# EDA: Análisis de Series Temporales - Detective de Datos

Este notebook documenta la generación, limpieza y validación de los datasets reales utilizados en el juego.

In [None]:
import pandas as pd
import matplotlib.pyplot as plt
import seaborn as sns

# Configuración visual
sns.set(style="whitegrid")
plt.rcParams['figure.figsize'] = (12, 6)

## 1. Carga de Datos

In [None]:
retail = pd.read_csv('../data/retail_2022_cleaned.csv')
saas = pd.read_csv('../data/saas_2023_cleaned.csv')
ecom = pd.read_csv('../data/ecommerce_2023_cleaned.csv')

print("Retail shape:", retail.shape)
print("SaaS shape:", saas.shape)
print("E-commerce shape:", ecom.shape)

In [None]:
def calculate_metrics(df, col_name, name):
    start = df[col_name].iloc[0]
    end = df[col_name].iloc[-1]
    growth = (end - start) / start * 100
    
    mean = df[col_name].mean()
    std = df[col_name].std()
    volatility = (std / mean) * 100
    
    print(f"{name}: Growth={growth:.1f}%, Volatility={volatility:.1f}%")

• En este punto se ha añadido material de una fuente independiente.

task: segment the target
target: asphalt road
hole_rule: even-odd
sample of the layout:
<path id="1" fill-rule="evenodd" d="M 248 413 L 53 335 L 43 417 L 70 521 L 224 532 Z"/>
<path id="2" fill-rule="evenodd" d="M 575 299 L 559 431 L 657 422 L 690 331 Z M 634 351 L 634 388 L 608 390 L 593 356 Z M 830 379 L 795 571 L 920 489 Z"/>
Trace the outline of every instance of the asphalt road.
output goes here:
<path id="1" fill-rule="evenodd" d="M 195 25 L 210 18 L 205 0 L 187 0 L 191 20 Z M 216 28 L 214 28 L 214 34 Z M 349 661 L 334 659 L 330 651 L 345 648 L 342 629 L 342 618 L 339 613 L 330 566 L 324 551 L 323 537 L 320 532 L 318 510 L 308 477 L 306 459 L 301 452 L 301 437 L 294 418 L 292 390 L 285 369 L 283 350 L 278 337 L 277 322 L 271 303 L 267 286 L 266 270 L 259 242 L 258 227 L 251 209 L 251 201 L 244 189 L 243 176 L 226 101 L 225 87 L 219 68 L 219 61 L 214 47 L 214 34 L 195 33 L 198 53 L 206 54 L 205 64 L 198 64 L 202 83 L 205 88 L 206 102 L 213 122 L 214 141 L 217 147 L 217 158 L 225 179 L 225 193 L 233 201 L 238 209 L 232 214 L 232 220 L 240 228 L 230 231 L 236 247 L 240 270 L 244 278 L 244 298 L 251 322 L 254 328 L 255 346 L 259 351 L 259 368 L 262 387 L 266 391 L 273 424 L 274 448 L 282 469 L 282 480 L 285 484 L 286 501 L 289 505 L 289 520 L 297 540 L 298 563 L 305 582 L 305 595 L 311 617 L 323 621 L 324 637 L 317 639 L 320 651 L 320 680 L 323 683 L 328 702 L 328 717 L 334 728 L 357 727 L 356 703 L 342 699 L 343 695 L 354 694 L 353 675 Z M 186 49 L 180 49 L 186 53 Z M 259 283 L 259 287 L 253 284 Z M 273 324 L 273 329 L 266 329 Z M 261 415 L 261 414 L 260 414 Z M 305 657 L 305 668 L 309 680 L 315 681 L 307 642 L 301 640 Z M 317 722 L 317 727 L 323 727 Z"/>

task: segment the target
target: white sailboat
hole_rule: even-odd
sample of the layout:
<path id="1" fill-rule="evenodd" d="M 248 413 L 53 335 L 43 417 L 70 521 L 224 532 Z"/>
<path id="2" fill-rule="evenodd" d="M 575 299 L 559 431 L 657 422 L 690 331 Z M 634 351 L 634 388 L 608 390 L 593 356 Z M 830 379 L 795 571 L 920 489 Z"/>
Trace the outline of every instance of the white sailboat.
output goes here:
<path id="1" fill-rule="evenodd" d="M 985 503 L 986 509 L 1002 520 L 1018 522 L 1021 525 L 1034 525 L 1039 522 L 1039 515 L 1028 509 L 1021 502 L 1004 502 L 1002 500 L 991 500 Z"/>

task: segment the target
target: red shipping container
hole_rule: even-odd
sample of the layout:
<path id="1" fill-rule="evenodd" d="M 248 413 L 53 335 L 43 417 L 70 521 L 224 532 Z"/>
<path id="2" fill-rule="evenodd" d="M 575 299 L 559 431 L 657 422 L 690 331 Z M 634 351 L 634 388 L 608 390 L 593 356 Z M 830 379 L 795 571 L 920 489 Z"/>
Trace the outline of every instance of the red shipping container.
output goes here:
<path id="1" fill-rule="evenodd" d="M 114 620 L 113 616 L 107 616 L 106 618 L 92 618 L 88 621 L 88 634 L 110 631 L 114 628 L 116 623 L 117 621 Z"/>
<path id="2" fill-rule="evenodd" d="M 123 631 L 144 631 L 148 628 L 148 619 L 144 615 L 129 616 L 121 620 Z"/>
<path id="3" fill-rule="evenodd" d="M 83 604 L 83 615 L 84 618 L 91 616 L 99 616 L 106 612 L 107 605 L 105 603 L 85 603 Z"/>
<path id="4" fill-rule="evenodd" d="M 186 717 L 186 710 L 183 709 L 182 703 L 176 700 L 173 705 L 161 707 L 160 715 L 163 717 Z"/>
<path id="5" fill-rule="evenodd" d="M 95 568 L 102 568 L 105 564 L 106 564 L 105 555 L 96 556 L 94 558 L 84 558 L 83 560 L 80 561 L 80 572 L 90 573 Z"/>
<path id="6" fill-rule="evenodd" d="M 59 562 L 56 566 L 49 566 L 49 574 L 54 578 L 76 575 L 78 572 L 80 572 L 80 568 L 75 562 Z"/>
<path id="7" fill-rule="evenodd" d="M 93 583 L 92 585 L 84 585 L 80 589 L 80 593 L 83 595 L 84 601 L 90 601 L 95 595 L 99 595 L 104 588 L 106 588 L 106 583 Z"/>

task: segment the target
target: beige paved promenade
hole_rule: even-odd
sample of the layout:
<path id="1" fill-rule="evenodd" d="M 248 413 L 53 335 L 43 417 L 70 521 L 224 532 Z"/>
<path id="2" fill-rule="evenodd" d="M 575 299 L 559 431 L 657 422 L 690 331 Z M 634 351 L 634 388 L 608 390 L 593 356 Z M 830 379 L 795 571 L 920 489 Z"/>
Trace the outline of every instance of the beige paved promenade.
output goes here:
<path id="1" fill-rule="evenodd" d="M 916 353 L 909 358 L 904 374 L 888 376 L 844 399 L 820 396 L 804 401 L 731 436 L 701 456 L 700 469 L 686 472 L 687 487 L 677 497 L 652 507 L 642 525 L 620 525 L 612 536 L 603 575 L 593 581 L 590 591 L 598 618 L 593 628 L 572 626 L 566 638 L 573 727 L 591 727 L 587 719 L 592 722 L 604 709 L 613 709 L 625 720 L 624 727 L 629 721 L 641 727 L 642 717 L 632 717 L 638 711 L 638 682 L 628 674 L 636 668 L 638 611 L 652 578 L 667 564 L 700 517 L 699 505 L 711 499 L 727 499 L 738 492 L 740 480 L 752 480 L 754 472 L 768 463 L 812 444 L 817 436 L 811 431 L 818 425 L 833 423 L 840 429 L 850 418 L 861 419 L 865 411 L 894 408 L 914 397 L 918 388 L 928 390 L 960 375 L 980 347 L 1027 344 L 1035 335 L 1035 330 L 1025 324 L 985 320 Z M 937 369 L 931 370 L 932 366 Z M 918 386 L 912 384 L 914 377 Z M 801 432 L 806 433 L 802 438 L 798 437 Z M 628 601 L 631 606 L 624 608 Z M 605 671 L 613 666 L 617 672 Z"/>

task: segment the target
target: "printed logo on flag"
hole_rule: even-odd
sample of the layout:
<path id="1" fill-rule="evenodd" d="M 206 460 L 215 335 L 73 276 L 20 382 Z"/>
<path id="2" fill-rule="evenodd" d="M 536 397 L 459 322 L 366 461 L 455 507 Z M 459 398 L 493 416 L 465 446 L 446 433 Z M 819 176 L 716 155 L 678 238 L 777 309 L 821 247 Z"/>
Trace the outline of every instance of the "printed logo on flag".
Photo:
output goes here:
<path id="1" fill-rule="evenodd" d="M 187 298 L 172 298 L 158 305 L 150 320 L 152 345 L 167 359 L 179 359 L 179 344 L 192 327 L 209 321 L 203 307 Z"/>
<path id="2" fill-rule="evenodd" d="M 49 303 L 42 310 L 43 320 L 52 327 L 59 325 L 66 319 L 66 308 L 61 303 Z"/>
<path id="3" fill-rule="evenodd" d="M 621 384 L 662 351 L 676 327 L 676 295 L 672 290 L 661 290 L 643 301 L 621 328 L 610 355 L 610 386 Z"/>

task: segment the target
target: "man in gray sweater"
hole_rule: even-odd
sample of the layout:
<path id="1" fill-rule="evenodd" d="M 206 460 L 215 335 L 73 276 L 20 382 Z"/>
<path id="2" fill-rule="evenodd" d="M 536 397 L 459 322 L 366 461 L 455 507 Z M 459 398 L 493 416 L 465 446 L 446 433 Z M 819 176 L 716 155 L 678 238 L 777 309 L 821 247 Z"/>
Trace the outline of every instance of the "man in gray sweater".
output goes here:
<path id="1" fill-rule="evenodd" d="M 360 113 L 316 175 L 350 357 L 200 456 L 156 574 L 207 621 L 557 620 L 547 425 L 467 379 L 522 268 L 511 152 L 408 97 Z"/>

## 2. Verificación de Métricas

In [None]:
calculate_metrics(retail, 'sales', 'Retail')
calculate_metrics(saas, 'users', 'SaaS')
calculate_metrics(ecom, 'traffic', 'E-commerce')

## 3. Visualización y Anomalías - Retail

In [None]:
plt.figure()
plt.plot(pd.to_datetime(retail['date']), retail['sales'], label='Ventas')
anomalies = retail[retail['is_anomaly'] == 1]
plt.scatter(pd.to_datetime(anomalies['date']), anomalies['sales'], color='red', label='Anomalías')
plt.title('Retail Sales 2022')
plt.legend()
plt.show()